2

Say I have a function called boop. It has different behaviour depending on the class of its argument, so I use generics, like so:

library(dplyr)

df <- data.frame(a = c("these", "are", "some", "strings"),
                 b = 1:4)

boop <- function(x, ...) UseMethod("boop", x)

boop.numeric <- function(x) mean(x, na.rm = TRUE)

boop.character <- function(x) mean(nchar(x), na.rm =TRUE)

df %>% summarise(across(everything(), boop))
                                
#      a   b
# 1 4.75 2.5

Perfect! Now, say I want to use boop with a parquet file before collecting the data. I can write similar dplyr code to above for the summarise, but first I need to register my functions.
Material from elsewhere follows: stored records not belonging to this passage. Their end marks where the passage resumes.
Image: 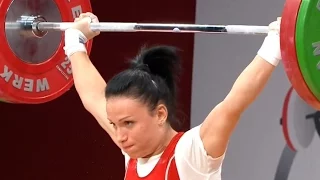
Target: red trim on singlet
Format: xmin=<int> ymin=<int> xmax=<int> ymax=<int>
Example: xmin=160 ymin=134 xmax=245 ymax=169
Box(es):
xmin=125 ymin=132 xmax=183 ymax=180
For example,

library(arrow)

register_scalar_function(
  "boop.numeric",
  function(context, x) {
    mean(x, na.rm = TRUE)
  },
  in_type = schema(x = float64()),
  out_type = float64(),
  auto_convert = TRUE
)

But how do I first of all define boop as a generic? If I translate my original boop directly into an arrow format I need to define the input schema. Nevertheless, unlike boop.numeric or boop.character, its generic so x doesn't have a class.


Question: How do I use generics, such as shown above, with Apache Arrow prior to collecting data?

Dan
  • 11,370
  • 4
  • 43
  • 68

1 Answers1

3

I don't believe that this is currently possible.

I'm currently working on a PR which enables the use of where() which I hope to have done for the upcoming release (end of the month). Using this in conjunction with across(), the PR for which is now merged, would allow you to manually specify df %>% summarise(across(where(is.numeric), boop.numeric)) etc, as a workaround.

I've also opened a ticket on the project JIRA requesting implementation of the ability to call user-defined generic functions.

thisisnic
  • 820
  • 5
  • 10